This article needs additional citations for verification. (February 2013) |
Liao River Liao He | |
---|---|
Native name | 辽河 |
Location | |
Country | China |
Province | Hebei, Inner Mongolia, Jilin, Liaoning |
Physical characteristics | |
Source | various sources of its tributaries |
Mouth | Liaodong Bay |
Length | 1,345 km (836 mi) |
Basin size | 232,000 km2 (90,000 sq mi) |
The Liao River (simplified Chinese: 辽河; traditional Chinese: 遼河; pinyin: Liáo Hé) is the principal river in southern Northeast China, and one of the seven main river systems in China. Its name is derived from the Liao region, a historical name for southern Manchuria, from which the Liaoning province, Liaodong Peninsula, and Liao dynasty also derive their names.[1] The river is also popularly known as the "mother river" in Northeast China.[2] Coursing 1,345 kilometres (836 mi) long, the Liao River system drains a catchment basin of over 232,000 square kilometres (90,000 sq mi), but its mean discharge is quite small at only about 500 cubic metres per second (18,000 cu ft/s), about one-twentieth that of the Pearl River. The Liao River has an exceedingly high sediment load because many parts of it flow through powdery loess.

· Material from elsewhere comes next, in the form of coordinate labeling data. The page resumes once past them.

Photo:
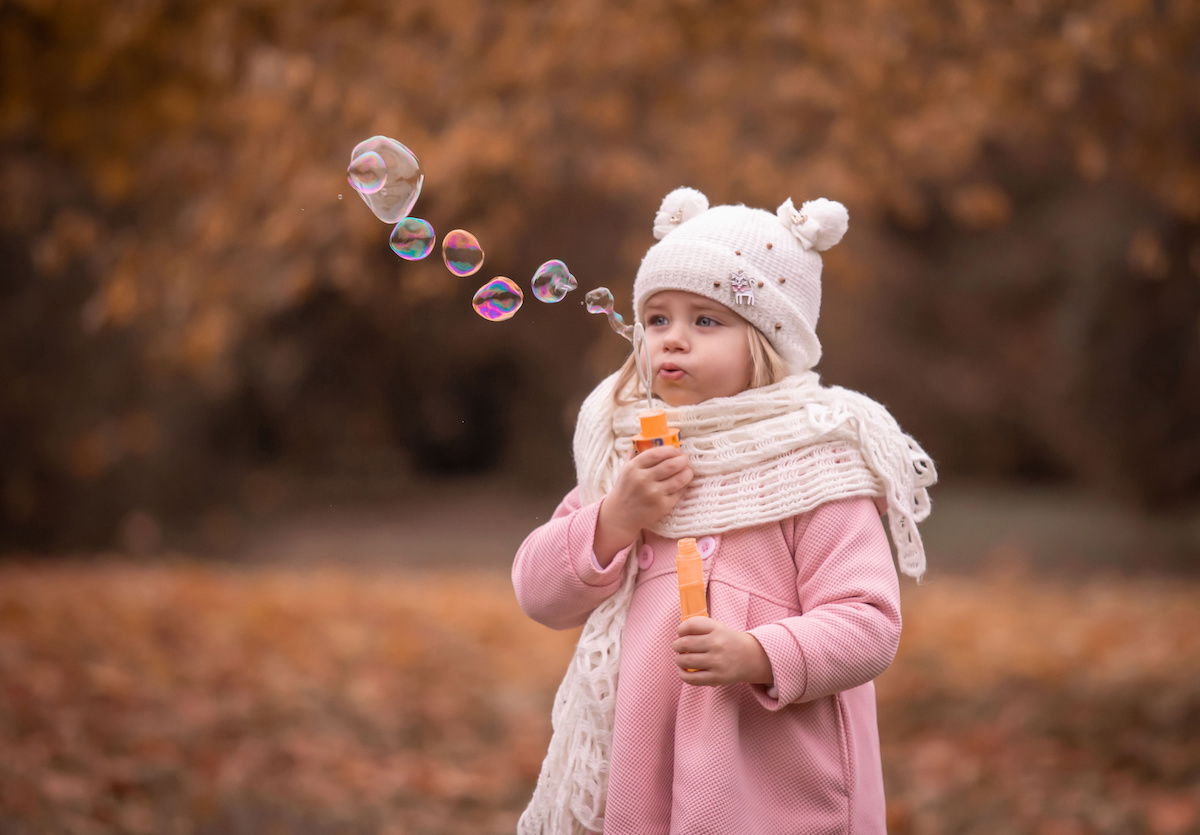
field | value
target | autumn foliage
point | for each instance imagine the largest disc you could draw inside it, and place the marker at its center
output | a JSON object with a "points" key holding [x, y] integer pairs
{"points": [[197, 698], [187, 296]]}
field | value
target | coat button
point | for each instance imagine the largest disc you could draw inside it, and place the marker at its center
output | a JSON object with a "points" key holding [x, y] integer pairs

The Liao River is also an important geographical landmark, as it divides the modern Liaoning province into two broad regions — Liaodong ("east of Liao") and Liaoxi ("west of Liao"). Historically, this demarcation though was not based on the river itself, but on a large wetland that once existed on the right (west) bank of the lower Liao River known as the Liao Mire (辽泽), which stretched east of the Yiwulü Mountain to the Liao River from Xinmin to Panshan.